The conflict between mutual dependency, deep cultural disdain and empty posturing flared up again following prime minister David Cameron's proposal of a renegotiation of the British position within the EU, in a speech that made headlines across Europe and generated a great deal of excitement among politicos across the UK.

One industry that will be following the twists and turns of this debate intently is the legal profession - English law firms launched a major invasion of the continent almost two decades ago, and many UK lawyer jobs are now closely linked to Europe and the bottom line of some firms deeply dependent on their continental work.

With this in mind, it would be expected that legal bodies are likely to oppose any move to extricate Britain from the EU, considering the impact a shake-up of the relationship could have on their business in Europe.

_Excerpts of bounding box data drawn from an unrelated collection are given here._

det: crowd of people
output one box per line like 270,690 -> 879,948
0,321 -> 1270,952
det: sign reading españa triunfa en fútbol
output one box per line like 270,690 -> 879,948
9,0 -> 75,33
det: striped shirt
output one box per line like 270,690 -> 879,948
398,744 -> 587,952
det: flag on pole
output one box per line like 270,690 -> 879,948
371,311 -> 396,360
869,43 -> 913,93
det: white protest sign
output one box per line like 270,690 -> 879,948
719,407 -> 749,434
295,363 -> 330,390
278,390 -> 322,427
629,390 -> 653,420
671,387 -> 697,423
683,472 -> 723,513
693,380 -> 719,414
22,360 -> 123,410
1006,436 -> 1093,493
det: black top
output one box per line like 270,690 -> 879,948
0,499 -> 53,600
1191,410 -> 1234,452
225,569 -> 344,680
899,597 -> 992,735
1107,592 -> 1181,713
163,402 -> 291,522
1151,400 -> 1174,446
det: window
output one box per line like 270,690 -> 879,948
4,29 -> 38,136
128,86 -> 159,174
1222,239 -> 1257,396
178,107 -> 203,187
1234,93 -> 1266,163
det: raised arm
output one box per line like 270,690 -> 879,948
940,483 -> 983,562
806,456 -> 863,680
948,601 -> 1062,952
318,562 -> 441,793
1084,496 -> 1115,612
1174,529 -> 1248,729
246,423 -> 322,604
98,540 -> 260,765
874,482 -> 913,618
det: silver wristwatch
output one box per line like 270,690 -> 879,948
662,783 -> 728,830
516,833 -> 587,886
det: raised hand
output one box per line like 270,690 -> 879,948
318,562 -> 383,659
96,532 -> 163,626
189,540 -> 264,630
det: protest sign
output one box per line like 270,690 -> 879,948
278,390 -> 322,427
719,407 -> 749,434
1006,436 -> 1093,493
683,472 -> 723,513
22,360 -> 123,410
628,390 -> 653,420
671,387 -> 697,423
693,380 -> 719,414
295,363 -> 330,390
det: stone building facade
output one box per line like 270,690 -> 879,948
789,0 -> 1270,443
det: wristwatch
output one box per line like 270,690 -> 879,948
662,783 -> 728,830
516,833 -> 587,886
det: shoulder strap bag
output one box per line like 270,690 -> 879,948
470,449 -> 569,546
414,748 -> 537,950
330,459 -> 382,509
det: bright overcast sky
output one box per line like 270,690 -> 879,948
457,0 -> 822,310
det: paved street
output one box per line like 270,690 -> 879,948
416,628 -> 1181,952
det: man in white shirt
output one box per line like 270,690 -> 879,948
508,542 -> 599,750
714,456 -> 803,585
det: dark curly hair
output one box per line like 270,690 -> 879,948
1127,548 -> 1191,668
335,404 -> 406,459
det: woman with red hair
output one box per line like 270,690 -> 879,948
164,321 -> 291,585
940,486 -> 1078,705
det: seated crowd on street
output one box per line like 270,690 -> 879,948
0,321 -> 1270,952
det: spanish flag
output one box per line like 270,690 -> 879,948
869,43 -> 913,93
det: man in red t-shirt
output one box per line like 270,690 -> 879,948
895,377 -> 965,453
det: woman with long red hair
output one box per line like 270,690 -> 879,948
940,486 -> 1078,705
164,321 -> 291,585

However, the experts contacted by the Global Legal Post maintained an air of lawyerly discretion and diffidence when discussing their feelings on Mr Cameron's gambit.

Maura McGowan, chairwoman of the Bar Council, said: "The prime minister recognises the important role which the United Kingdom plays in the EU and that is reflected by the important role of the English bar in European courts."

On the other hand, Jonathan Goldsmith, secretary general of the Council for the Bars and Law Society of the EU, suggested in his weekly blog for the Law Gazette that the prime minister was not offering the European organisation sufficient respect and indicating that he felt the EU's legal services sector is a vibrant and hard-working area.

He pointed to an EU-funded project to enable cross-border electronic transactions across European borders in the future and steps towards agreeing a new European patent regime as two measures that could benefit the UK legal sector.

"It should not need pointing out that the legal services group which will doubtless benefit most from these various measures are solicitors of England and Wales, who have already taken advantage of the single market to grow their presence in most, if not all, European countries," Mr Goldsmith concluded.

How the dispute over Britain's role in the EU will play out is uncertain - the legal sector will no doubt be watching closely.